PETALING JAYA: To address the rise in prices of basic food items such as chicken and vegetables, Center for Market Education (CME) argued that price ceilings are not the solution to address the inflationary pressures.
“They will only make the situation worse, by creating less incentive to produce and therefore diminishing supply and keeping the inflationary tendencies high, impeding that readjustment of the supply which is very much needed to bring back the economy on track,” its CEO Dr Carmelo Ferlito (pix) said in a statement.
He stressed that this situation cannot be analysed outside of the context of mounting inflation around the world, where countries such as Germany and the United States are recording the highest inflation in decades.
Ferlito elaborated that there is a need to distinguish two main components in these new inflationary trends: the effects of supply-side shocks generated by lockdowns now exacerbated by rising demand due to the economic recovery, especially in the West; and the money supply growth outpacing output due to expansive fiscal and monetary policies implemented to face the effects of lockdown policies.
“While the nature of the first type of inflationary pressure can be temporary, the effects of the second type will remain with us for long,” he cautioned.
With the issue of monetary inflation, the CEO stated that not much can be done in the short run to tackle this severe and threatening component of inflation. He warned that an increase in interest rates now will only make things worse, as investments and confidence are needed to rebalance the supply chain.
“The only way to face this is for governments worldwide to embark in gradual, and yet painful, programmes of spending cuts.”
In regard to supply-side shocks, Ferlito said it is important to note that two years of lockdowns forced many businesses to scale down their operations. While it is easy and fast to scale down, it requires much more time to scale up again, a process which needs not only financial resources but first and foremost confidence in the future, a trust that new investments will not be frustrated by new lockdowns.

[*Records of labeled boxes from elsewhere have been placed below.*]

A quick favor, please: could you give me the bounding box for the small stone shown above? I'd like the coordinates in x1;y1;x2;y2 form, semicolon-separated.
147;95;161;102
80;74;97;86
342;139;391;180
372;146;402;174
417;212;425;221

Moving forward, the think tank has recommended some measures to address the inflationary pressure: a stronger communication of a no-lockdown commitment alongside investment in ICU beds which is a critical element in lockdown decisions; and reopening the market to foreign works to ease labour shortage in the food & beverage sector, tourism, manufacturing and agriculture. It also called for the implementation of free-trade agreements and special commercial corridors to ensure that Malaysia has access to the supply of those products which are now in shortage and that contribute to push up agriculture prices.
“In a nutshell, it is clear that what we need is, again, less government intervention and more trust in market forces, rediscovering the importance of confidence, expectations, labour mobility and international trade,” Ferlito concluded.